そもそも「近年、急速に採用が難しくなったと考えることは間違い」だと、原氏は話す。
2000年代をピークに総人口・労働人口ともに減少を始め、2009年には採用しづらい状況が生じていたという。しかし、リーマンショックや東日本大震災の発生によって企業が採用を抑制したため、顕著化しなかったのだ。その間も労働人口の減少は進み、企業の採用意欲の高まりとともに表面化したのが現在の採用難だという。


また新卒採用では、学生が職業選びで重視する事柄が大きく変わってきている。90年代は企業の知名度・成長性など「組織軸」で選ぶ学生がほとんどだったが、近年は仕事のやりがいや自己成長など「自分軸」で選ぶ傾向にある。組織軸を重視してきた採用方法では学生にアピールすることが難しく、インターンシップなど、体験型の採用が増えているという。

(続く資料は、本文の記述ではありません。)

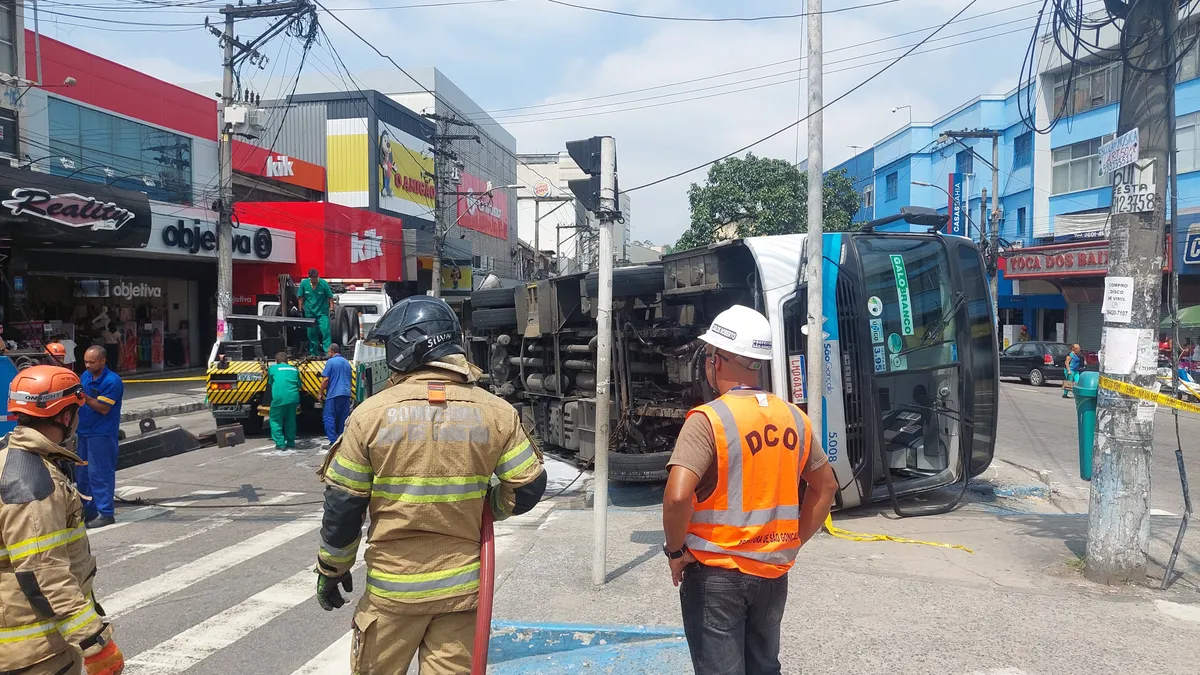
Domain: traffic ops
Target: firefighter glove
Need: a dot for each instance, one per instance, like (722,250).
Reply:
(102,656)
(328,595)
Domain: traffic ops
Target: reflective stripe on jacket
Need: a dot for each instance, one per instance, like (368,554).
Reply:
(750,523)
(46,563)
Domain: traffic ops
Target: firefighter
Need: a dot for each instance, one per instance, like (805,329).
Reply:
(733,513)
(52,623)
(418,457)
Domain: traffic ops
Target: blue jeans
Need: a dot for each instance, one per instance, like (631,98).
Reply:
(337,408)
(732,620)
(97,478)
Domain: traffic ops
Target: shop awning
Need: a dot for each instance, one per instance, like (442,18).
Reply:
(48,210)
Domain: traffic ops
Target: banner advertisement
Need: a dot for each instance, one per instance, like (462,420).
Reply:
(957,205)
(406,173)
(480,210)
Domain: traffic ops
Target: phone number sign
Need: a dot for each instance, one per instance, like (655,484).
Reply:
(1133,189)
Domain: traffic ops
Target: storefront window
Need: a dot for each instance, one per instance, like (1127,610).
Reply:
(1078,166)
(103,148)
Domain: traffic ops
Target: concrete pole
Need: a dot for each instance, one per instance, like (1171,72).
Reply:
(994,236)
(537,238)
(604,356)
(815,362)
(225,220)
(1119,512)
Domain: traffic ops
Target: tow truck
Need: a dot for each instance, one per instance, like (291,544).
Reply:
(237,369)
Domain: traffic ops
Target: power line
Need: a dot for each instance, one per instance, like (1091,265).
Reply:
(795,75)
(739,71)
(847,93)
(713,19)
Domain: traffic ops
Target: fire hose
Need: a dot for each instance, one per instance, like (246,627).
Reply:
(486,589)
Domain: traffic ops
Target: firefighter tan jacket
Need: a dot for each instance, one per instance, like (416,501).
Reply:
(46,562)
(424,452)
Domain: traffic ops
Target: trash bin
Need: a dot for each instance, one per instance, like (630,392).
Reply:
(1087,386)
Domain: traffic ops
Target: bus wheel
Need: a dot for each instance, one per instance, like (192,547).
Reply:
(1037,378)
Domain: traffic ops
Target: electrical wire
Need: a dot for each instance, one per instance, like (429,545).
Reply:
(714,19)
(823,107)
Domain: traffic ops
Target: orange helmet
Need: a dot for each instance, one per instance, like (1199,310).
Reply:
(45,390)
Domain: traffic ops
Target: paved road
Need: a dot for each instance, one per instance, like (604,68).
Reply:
(1038,431)
(215,577)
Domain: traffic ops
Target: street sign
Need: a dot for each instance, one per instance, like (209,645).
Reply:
(1133,189)
(1120,151)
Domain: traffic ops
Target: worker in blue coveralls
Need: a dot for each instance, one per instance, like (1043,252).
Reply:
(335,382)
(100,419)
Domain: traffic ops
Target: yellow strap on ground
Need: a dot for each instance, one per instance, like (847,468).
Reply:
(1146,394)
(868,537)
(196,378)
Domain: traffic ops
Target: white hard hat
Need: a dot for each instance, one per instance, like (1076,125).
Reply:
(741,330)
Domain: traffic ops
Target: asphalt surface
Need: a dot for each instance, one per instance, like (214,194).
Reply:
(1038,431)
(209,569)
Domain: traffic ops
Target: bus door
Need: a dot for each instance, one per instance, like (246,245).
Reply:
(913,306)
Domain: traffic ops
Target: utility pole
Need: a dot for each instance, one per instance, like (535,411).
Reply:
(609,215)
(815,362)
(445,185)
(234,54)
(1119,512)
(990,242)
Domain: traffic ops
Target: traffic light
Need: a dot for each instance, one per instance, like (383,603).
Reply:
(587,155)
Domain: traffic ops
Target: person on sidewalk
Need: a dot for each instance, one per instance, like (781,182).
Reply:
(317,302)
(418,457)
(285,382)
(52,623)
(335,384)
(100,419)
(1072,365)
(732,511)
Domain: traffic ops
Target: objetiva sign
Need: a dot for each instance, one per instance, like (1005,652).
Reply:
(903,294)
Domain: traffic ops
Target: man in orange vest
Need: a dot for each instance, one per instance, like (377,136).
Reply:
(733,513)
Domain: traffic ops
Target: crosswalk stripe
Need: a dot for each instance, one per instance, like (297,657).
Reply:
(139,595)
(196,529)
(334,661)
(211,635)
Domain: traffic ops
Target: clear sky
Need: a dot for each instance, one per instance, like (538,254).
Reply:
(553,73)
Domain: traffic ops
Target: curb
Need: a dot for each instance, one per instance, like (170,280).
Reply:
(163,411)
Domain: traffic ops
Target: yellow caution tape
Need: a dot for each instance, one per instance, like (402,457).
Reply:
(1146,394)
(868,537)
(197,378)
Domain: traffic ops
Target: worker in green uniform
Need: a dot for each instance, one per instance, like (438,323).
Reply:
(317,302)
(285,382)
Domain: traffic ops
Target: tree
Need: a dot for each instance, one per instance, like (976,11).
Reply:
(759,196)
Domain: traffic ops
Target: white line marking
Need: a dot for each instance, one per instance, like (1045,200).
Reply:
(139,595)
(127,491)
(1181,611)
(217,632)
(196,529)
(334,661)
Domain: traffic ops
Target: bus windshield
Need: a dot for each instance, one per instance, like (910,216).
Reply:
(911,302)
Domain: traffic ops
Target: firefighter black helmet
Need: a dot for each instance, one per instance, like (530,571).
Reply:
(418,330)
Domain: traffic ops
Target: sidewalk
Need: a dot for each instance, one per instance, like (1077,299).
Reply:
(162,394)
(1018,604)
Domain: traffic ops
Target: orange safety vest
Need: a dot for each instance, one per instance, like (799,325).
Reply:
(751,521)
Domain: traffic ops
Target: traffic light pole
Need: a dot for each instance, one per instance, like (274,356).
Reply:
(609,214)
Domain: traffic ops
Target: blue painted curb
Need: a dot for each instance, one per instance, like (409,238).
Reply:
(514,640)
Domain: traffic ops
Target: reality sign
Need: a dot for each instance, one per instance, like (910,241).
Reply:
(1120,151)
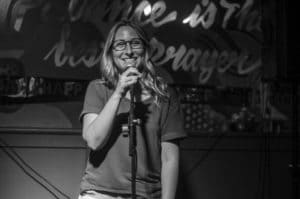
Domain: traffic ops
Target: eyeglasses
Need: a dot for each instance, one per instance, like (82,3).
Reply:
(120,45)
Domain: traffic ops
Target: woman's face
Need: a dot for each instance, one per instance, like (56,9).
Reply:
(128,49)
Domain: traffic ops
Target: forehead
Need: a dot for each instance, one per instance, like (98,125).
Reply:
(125,32)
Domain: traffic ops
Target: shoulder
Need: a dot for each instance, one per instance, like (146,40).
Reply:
(98,85)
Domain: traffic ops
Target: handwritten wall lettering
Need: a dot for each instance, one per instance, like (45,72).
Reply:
(158,9)
(60,58)
(242,17)
(204,62)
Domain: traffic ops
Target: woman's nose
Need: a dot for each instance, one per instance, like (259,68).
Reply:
(128,49)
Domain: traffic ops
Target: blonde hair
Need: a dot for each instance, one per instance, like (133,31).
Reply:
(150,80)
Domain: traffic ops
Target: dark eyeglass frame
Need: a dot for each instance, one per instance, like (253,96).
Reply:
(120,45)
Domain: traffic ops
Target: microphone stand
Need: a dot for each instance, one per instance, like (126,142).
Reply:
(132,142)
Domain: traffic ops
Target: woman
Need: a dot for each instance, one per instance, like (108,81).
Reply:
(126,64)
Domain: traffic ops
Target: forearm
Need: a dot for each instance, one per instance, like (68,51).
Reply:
(169,171)
(96,132)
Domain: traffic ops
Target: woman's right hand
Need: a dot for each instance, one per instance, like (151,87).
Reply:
(129,77)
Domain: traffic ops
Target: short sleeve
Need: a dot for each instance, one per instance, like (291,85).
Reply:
(172,124)
(94,99)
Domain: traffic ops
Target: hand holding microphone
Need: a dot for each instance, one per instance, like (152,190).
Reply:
(127,79)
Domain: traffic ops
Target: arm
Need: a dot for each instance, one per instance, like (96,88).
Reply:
(96,127)
(170,167)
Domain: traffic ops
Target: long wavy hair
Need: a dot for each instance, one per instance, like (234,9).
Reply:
(150,80)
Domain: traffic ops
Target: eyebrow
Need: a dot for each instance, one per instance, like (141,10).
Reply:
(128,40)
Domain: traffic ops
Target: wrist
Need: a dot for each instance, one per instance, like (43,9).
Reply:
(116,96)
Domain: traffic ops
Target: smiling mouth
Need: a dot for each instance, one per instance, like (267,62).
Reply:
(130,62)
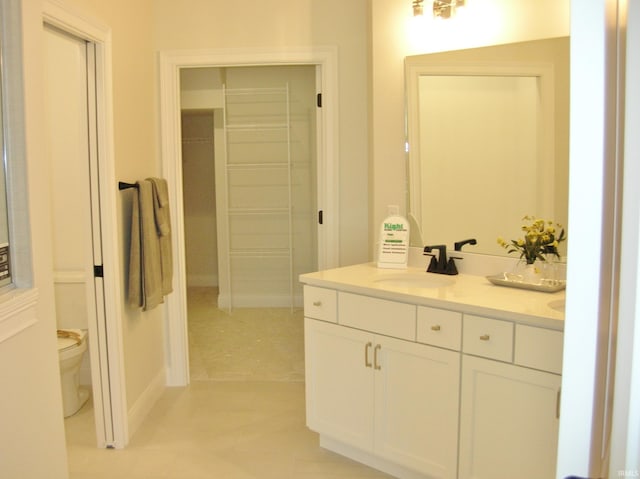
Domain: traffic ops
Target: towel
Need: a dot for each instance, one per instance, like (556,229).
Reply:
(145,270)
(163,227)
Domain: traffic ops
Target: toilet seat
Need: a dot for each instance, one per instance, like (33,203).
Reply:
(70,338)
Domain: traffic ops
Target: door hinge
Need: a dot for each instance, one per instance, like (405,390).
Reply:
(98,271)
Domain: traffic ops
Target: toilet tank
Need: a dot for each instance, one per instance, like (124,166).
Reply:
(70,289)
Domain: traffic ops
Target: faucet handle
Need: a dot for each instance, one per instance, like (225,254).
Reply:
(433,264)
(457,246)
(451,266)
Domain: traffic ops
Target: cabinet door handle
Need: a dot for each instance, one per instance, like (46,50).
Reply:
(376,365)
(367,363)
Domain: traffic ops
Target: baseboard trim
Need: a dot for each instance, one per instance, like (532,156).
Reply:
(140,409)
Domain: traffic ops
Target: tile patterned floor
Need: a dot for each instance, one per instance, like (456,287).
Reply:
(242,416)
(247,344)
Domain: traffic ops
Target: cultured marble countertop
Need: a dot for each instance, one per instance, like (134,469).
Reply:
(467,293)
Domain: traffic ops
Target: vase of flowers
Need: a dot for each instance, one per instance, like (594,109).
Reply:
(539,242)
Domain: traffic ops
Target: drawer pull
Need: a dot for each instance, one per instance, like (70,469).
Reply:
(367,363)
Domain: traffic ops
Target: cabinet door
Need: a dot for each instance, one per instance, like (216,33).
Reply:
(417,406)
(508,421)
(339,382)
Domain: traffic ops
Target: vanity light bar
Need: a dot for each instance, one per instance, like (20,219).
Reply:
(441,8)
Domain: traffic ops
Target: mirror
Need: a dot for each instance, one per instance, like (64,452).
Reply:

更に近年、注目を集めている採用方法が「ダイレクト・リクルーティング」だ。求人広告を掲載して求職者を“待つ”従来の採用方法に対して、人材データベースやSNSなどを利用し、企業自らが候補者を探してスカウトする。謂わば“攻めの採用”だ。従来に比べて企業が能動的に動く必要があるものの、求める人材を効率的に確保することができる。また「工夫次第では、採用予算で劣る中小企業が大手企業と互角に勝負することができる」と、原氏は言う。


ダイレクト・リクルーティングの効果を最大限発揮するためには、採用したいターゲットに合せたコンテンツ(魅力)の抽出と、その発信方法を選択する必要がある。コンテンツは企業規模や待遇などの場合もあるが、中小企業が大手企業を上まわることは難しいだろう。それよりも、経営者や社員で魅力的な人物をクローズアップしたり、ユニークな制度で対抗する方法が効果的だ。アイデア次第でコストを掛けず、他社との差別化を図ることができる。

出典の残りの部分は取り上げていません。